Di atas Panggung ini pula, Seluruh partai pendukung (Kualisi) bersamaan mengemukakan keputusannya didepan para peserta kampanye. Sungguh tampak sebuah pandangan yang sangat menawan. Para ketua - ketua Partai /Ketua DPW ataupun Perwakilan dari berbagai partaipun tidak lupa dipersilahkan untuk mengisi tempat terdepan diatas panggung politik. Betapa gagahnya terliha kala mereka bersanding dengan Calon Pemimpin (Calon Bupati dan Wakil Bupati).

Mengalirkan berbagai Janji - janji demi memikat hati para peserta Deklarasi. Tidak lupa diselipkan sedikit Jargon pembakar semangat agar para peserta Deklarasi tak loyo mendengar Pameran Retorika diatas panggung. Sungguh sebuah penampilan yang amat tinggi Nilai Estetikanya.

Namun bukan ini yang menjadi Sorotan dalam tulisan kali ini. Yang menjadi sorotan adalah pion - pion kecil di belakang para calon Pejabat Daerah yang sering disebut dengan Bupati/wakil Bupati. Ah, sungguh sebuah kenyataan yang menyakitkan jika kita amati. Cacian dan makian keluar dari mulut para tim sukses ini tanpa terbebani, fanatiknya sudah tidak mampu tertanggulangi. Laksana Gunung berapi memuntahkan lahar panasnya hingga membakar pepohonan disekitarnya. 
Amboy... Betapa bobroknya edukasi politik di negeri ini.

Masyarakat awam menonton fenomena kacau ini dengan penuh kegelisahan tentunya. Ah, permainan yang kacau tanpa mengindahkan fatsoen politik lagi. Berangkat dari fenomena ini pulalah yang menjadi penyebab awal mula dan sesi utama hilangnya kepedulian dan kepercayaan sebagian besar masyarakat terhadap politik (Apolitis). Kita kembali ke Dialektika kosong dan kacau tadi. "Layaknya seperti anak - anak di Taman kanal - kanak berebutan mainan" mereka bersikap hingga tidak lagi memikirkan harga diri mereka. 
Goblok macam apa lagi ini ?!!!

Tanpa mereka sadari mereka tidaklah jauh berbeda seperti ayam - ayam di dalam arena sabung. Mereka bertarung berdarah - darah namun tidak pernah berpikir bahwa ketika dia diserang dan berdarah seperti itu, maka hanya dialah yang nantinya akan terkena Imbasnya. "Loyalitas tak sekonyol itu kawan". Saling mencari kesalahan, saling Sleeding tekling dan saling menghujat semakin menjadi - jadi kala para profokator yang tidak suka dengan ketenangan Pilkada mulai memasuki arena Dialektika. Betapa polosnya. 

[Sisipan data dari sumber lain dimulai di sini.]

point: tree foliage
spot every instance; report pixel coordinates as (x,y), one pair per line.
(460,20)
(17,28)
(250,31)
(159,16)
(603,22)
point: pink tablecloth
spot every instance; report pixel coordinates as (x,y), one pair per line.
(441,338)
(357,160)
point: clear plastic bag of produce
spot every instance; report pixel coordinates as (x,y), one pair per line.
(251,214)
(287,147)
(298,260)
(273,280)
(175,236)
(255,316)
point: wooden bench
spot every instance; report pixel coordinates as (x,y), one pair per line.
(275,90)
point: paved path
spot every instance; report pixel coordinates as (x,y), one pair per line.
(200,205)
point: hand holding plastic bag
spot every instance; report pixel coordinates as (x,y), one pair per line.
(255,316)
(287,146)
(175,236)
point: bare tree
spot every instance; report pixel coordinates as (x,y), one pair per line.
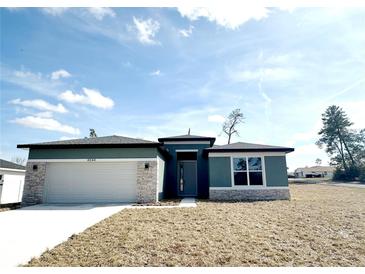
(19,160)
(92,133)
(318,162)
(229,126)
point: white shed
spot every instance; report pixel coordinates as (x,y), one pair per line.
(11,182)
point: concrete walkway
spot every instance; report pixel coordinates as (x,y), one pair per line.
(29,231)
(187,202)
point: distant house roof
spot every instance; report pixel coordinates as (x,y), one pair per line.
(10,165)
(187,137)
(315,169)
(106,141)
(247,147)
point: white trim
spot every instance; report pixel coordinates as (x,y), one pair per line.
(12,169)
(248,173)
(187,150)
(185,142)
(92,160)
(245,154)
(248,188)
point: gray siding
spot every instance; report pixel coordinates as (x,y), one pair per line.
(276,172)
(92,153)
(219,171)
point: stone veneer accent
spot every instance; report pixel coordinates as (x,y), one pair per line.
(147,189)
(249,194)
(34,183)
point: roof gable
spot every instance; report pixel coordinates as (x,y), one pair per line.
(187,137)
(10,165)
(247,147)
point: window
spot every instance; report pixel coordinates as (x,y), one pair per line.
(247,171)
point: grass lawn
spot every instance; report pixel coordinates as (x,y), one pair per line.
(321,226)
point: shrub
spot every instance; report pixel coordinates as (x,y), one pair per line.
(349,174)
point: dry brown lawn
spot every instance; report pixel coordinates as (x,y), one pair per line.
(320,226)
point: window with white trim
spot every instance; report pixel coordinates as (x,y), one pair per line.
(247,171)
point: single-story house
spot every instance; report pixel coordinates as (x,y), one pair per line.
(314,172)
(122,169)
(11,182)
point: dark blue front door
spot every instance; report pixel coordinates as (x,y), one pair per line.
(187,178)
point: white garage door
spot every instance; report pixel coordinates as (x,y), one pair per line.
(91,182)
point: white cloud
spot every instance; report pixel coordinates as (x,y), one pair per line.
(44,114)
(266,74)
(46,123)
(54,11)
(216,118)
(146,30)
(60,74)
(100,13)
(156,73)
(88,97)
(186,32)
(226,15)
(97,12)
(40,104)
(30,80)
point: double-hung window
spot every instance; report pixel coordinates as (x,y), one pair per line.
(247,171)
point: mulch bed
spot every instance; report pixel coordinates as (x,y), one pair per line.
(321,226)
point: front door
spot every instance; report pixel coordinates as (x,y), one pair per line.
(187,178)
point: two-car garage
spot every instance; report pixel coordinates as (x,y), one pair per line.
(90,182)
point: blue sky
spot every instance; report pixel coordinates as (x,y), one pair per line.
(156,72)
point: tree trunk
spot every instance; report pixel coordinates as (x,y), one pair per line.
(340,149)
(346,147)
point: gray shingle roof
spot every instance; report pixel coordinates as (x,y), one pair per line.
(106,140)
(11,165)
(241,146)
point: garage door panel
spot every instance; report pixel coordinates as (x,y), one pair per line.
(91,182)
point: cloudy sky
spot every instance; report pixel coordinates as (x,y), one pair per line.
(156,72)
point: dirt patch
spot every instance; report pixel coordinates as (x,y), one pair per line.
(165,202)
(320,226)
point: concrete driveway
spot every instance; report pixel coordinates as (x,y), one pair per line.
(29,231)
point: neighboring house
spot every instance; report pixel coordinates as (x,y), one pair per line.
(11,182)
(314,172)
(122,169)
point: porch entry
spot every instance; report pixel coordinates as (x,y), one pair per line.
(187,174)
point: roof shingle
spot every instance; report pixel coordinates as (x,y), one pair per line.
(106,140)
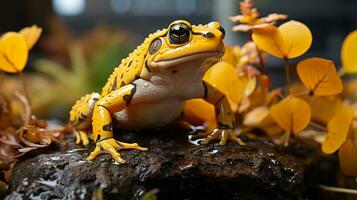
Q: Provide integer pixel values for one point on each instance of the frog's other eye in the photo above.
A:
(155, 46)
(179, 34)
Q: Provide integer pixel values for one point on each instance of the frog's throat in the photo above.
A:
(186, 58)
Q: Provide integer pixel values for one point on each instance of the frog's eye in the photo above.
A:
(155, 46)
(179, 34)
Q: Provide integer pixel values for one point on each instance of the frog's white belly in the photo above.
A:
(148, 116)
(160, 101)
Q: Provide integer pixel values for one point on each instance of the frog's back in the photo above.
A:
(131, 67)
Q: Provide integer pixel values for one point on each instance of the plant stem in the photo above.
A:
(287, 138)
(2, 77)
(261, 61)
(287, 75)
(341, 72)
(318, 126)
(26, 92)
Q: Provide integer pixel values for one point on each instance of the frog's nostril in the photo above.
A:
(208, 35)
(222, 30)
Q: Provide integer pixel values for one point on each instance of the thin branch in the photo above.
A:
(26, 92)
(261, 60)
(318, 126)
(287, 75)
(341, 72)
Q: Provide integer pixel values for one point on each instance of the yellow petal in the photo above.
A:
(270, 40)
(255, 117)
(250, 86)
(292, 114)
(31, 35)
(348, 158)
(348, 53)
(337, 130)
(224, 77)
(324, 109)
(297, 38)
(320, 76)
(13, 53)
(229, 55)
(197, 110)
(291, 39)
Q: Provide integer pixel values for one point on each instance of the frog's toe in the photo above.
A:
(94, 153)
(112, 147)
(222, 134)
(124, 145)
(81, 137)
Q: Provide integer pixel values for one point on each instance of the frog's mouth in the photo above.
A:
(167, 63)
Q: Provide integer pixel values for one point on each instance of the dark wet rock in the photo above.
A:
(180, 170)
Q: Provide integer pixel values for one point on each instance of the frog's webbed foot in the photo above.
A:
(221, 134)
(81, 137)
(112, 147)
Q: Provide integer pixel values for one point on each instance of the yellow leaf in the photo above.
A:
(348, 53)
(348, 158)
(320, 76)
(292, 114)
(197, 110)
(290, 40)
(324, 109)
(13, 53)
(250, 86)
(31, 35)
(224, 77)
(337, 130)
(270, 40)
(229, 55)
(256, 116)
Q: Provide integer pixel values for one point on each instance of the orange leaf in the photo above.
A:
(320, 76)
(348, 53)
(13, 53)
(31, 35)
(291, 39)
(292, 114)
(337, 130)
(199, 108)
(348, 158)
(224, 77)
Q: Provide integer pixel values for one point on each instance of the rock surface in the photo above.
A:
(177, 168)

Inilah fenomena nyata yang saat ini terjadi disekitar kita. Kita sebagai masyarakat yang secara garis sejarah, budaya dan cita - cita memiliki banyak kesamaan, harus membuka mata. Lihatlah dia yang engkau maki, dia adalah saudaramu yang saat ini juga sedang merindukan sebuah perubahan sama halnya denganmu. Maka, saling mencaci bukanlah langkah terbaik untuk bertarung karna tidak menutup kemungkinan kata - kata yang menyayat akan membekas. Semoga ini bisa menjadi bahan refleksi kita bersama. Terutama saya yang masih terlalu putih ditengah warna warni dinamika Politik Kota Kusambi (Kota Kalabahi) yang tercinta. 

"Kalabahi adalah Kota Kasih sayang, Bukan kota Penyulut Kebencian"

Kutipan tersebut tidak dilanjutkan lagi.